How, though, could an abstract game with no connection to real weapons, real soldiers, or real terrain be of any use to commanders facing actual battle conditions?
Obviously, a board game with thirty-two symbolic pieces is far removed from the unpredictable grit and gruesome blood salad of war. But that very removal, ironically, is what makes the game a highly relevant and constructive tool. We all take in a surprising amount of practical knowledge from abstraction: abstract reasoning, according to many experts, is what defines human intelligence. By removing ourselves from the morass of functional detail, we can isolate goals, tactics, strategies, patterns—meaning. “Truly practical men give their minds free play about a subject without asking too closely at every point for the advantage to be gained,” wrote John Dewey in his 1910 landmark book How We Think. “Exclusive preoccupation with matters of use and application so narrows the horizon as in the long run to defeat itself….Power in action requires some largeness and imaginativeness of vision.”
So it is with military chiefs charting a course of battle. Reducing an expansive, chaotic battlefield to a handful of symbolic elements gives generals “free play” in war—an opportunity to explore notions of pacing, mobilization, positioning, and surprise, without having to worry about the immediate practical application. In the same way that a painter might sit for an hour in front of a Monet for inspiration, even though she intends to paint a different subject in a completely different style, chess is an ideal reflection pool for war planners. It inspires in them Dewey’s “largeness and imaginativeness of vision.”
For all of his countless hours of chess concentration, Napoleon may not have been able to show much progress on the chessboard, but he was probably correct in thinking that he’d had a much more significant payoff on his larger battlefields. High-ranking war commanders, after all, are not the sort of people who like to waste time.
The chess–war connection would co
ntinue straight into the twenty-first century, with researchers exploiting the game in new ways.
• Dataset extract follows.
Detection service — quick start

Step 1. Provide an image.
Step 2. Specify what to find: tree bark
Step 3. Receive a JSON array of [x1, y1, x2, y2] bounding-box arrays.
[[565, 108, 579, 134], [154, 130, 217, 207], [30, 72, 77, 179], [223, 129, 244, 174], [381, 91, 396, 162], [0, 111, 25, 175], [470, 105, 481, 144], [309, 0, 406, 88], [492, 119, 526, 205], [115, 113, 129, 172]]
In South Australia, analysts from the national Defence Science and Technology Organisation devised an exhaustive computer analysis of chess games in which they examined three key variables:
material (number of pieces per player)
tempo (number of moves allowed a player each turn)
search depth (number of moves ahead)
How would a chess game be affected if these fundamentals were slightly altered? What would happen, for example, if one player had more material but the other side was allowed to make two quick moves in a row? Or if one player could make multiple moves versus the opponent’s ability to analyze five moves ahead instead of three? The researchers also wanted to know how the game would be affected if they took away some of the information, making certain pieces invisible to the opponent in some games. “There’s all sorts of anecdotal evidence that there are certain factors in warfare that are [more] important,” explained Greg Colbert, a mathematician on the Australian team. “But even today there’s debate over what really counts. How important is stealth over tempo, or tempo over numerical strength? That’s what we wanted to find out.”